I'm surprised Stossel did

I'm surprised Stossel did not deconstruct the myth of 45,000 Americans dying each year from lack of insurance.

In this manipulative and poorly calibrated study,

  1. Anyone who went without insurance, even if it was only a few days and occured years before death, was counted.  So, a person without insurance on the day of interview then went on to have insurance for 8 years thereafter and then died was counted as 1 of 45,000.  Huh?
  2. The cause of death was not important, only that death had occured during the research followup.  For instance, accidental or homicidal causes of death counted as much as death due to cardiac arrest.  Anyone else wonder how medical insurance affects death due to homicide or a motor vehicle accident?
  3. The study based its format on IOM panel methology, then massaged the numbers to get 27,424 deaths.  Then the authors further massaged the conclusion by employing the Urban Institute's method of not using age stratification to arrive at the publicized number 44,789.  As support for this recalculation, the authors state that the Urban Institute says age stratification is an overly conservative approach!  Anyone else see the convenience factor here both in like-minded ideology and methodology?

BTW, two of the authors of this study, Steffie Woodhandler and her significant other David Himmelstein, were also the authors of the fraudulent  "Illness And Injury As Contributors To Bankruptcy" study as well.  (See Medical Bankruptcy: Myth Versus Fact for a takedown of the bankruptcy study)  They are also cofounders of  Physicians for a National Health Program, an activist front group promoting Socialized Medicine at any and all costs.

"MOKHIBER: John, I would

"MOKHIBER: John, I would ask you to pick up a phone and call any
Canadian and ask them if they would exchange their system for our
system."

Find any crackhead and ask them if they'd prefer free crack provided by the government, or crack they have to pay for themselves.

 

ckc---

Yeah, kinda like heroin, too, in that it will have been reduced, stepped on, thinned out, made to go farther by adding to it with bad stuff---

Just like the medical services to be provided, eventually.

MD

"There is no distinctly American criminal class - except Congress."

Mark Twain (1835-1910)

mandates

"Stossel and Mackey also charged that government regulations that forbid
health insurance companies to compete across state lines, and that
require insurance companies to cover procedures in their plans that are
not desired by many customers, have helped create the problem of high
prices"

Exactly.

I just started a new job where the healthcare premiums are ridiculously high. I haven't paid a premium for employee-only since I was a state employee over 12 years ago.

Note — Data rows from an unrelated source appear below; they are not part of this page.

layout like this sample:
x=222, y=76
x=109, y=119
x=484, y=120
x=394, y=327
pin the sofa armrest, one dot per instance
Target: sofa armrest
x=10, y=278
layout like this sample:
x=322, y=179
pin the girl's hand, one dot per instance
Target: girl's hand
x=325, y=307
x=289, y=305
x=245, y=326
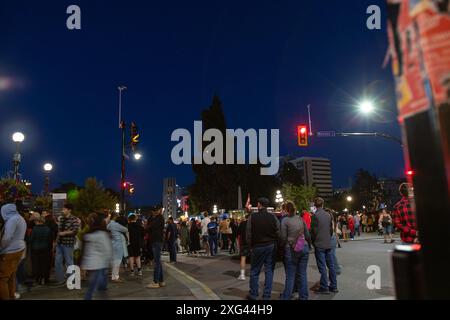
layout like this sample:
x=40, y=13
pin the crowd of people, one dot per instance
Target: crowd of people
x=33, y=243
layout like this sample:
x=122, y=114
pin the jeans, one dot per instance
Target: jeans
x=324, y=259
x=172, y=246
x=337, y=267
x=8, y=268
x=63, y=254
x=261, y=256
x=357, y=230
x=98, y=279
x=40, y=259
x=212, y=240
x=296, y=272
x=157, y=273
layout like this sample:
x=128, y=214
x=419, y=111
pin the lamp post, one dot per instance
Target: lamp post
x=18, y=138
x=349, y=200
x=48, y=167
x=122, y=126
x=279, y=197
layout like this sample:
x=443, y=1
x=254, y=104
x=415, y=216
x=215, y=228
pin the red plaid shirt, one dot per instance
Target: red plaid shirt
x=405, y=220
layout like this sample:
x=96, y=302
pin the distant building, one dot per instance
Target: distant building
x=390, y=190
x=170, y=197
x=316, y=172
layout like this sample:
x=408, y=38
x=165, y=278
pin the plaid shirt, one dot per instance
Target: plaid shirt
x=71, y=223
x=405, y=220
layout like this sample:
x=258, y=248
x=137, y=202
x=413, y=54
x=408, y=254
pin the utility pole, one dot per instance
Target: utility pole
x=122, y=126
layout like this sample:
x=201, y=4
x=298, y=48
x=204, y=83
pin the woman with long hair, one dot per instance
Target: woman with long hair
x=96, y=254
x=295, y=238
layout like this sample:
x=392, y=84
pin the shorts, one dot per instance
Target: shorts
x=244, y=251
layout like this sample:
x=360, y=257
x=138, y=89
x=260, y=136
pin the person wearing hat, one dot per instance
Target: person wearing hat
x=322, y=231
x=263, y=232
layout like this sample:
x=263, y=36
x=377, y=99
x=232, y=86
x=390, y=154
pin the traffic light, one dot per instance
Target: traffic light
x=131, y=188
x=134, y=136
x=302, y=133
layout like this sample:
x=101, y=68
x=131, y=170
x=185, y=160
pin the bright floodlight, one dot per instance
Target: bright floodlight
x=18, y=137
x=366, y=107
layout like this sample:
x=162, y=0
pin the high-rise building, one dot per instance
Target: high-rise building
x=316, y=172
x=170, y=197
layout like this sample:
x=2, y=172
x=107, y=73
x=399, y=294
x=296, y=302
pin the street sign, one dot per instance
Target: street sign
x=326, y=133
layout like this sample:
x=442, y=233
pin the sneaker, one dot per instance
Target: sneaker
x=153, y=285
x=322, y=291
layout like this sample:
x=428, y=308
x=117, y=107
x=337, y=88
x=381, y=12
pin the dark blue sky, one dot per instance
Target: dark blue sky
x=265, y=59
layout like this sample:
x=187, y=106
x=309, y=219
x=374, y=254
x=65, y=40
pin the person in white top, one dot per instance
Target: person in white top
x=204, y=225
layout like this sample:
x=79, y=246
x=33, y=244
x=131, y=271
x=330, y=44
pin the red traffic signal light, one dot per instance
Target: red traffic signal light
x=302, y=133
x=134, y=135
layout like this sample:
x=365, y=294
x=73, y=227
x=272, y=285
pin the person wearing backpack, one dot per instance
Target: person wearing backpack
x=295, y=239
x=213, y=236
x=386, y=223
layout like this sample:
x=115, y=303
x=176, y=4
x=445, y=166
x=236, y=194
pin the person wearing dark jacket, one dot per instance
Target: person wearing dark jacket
x=171, y=238
x=233, y=235
x=136, y=232
x=243, y=247
x=194, y=234
x=263, y=232
x=41, y=243
x=157, y=231
x=322, y=231
x=294, y=239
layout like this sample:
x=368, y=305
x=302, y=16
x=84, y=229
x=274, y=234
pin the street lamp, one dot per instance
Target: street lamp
x=366, y=107
x=18, y=138
x=279, y=197
x=47, y=168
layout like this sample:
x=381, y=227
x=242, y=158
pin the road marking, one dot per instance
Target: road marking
x=198, y=289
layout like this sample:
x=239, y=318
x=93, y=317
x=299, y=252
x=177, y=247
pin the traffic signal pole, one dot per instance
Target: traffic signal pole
x=122, y=126
x=122, y=176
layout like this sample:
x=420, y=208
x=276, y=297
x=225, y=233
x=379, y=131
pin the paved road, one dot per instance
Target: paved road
x=193, y=278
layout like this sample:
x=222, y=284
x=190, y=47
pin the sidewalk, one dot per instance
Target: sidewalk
x=133, y=288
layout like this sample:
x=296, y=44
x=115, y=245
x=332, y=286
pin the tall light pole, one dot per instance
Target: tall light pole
x=18, y=138
x=122, y=126
x=48, y=167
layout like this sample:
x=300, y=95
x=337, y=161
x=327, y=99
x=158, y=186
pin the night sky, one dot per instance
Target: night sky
x=267, y=60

When I looked at the coverage, it also is ridiculous. They cover 80% of invitro! Not to mention the usual slew of alcoholism, mental health care, chiropractor, etc. I've had my family and don't need any coverage related to reproduction. Why can't I purchase a plan that meets my needs while the person who wants invitro pays for the more comprehensive plan? Kind of like what Congress wants the cable companies to allow.

So choice is good for cable programming but bad for healthcare? Where are their priorities?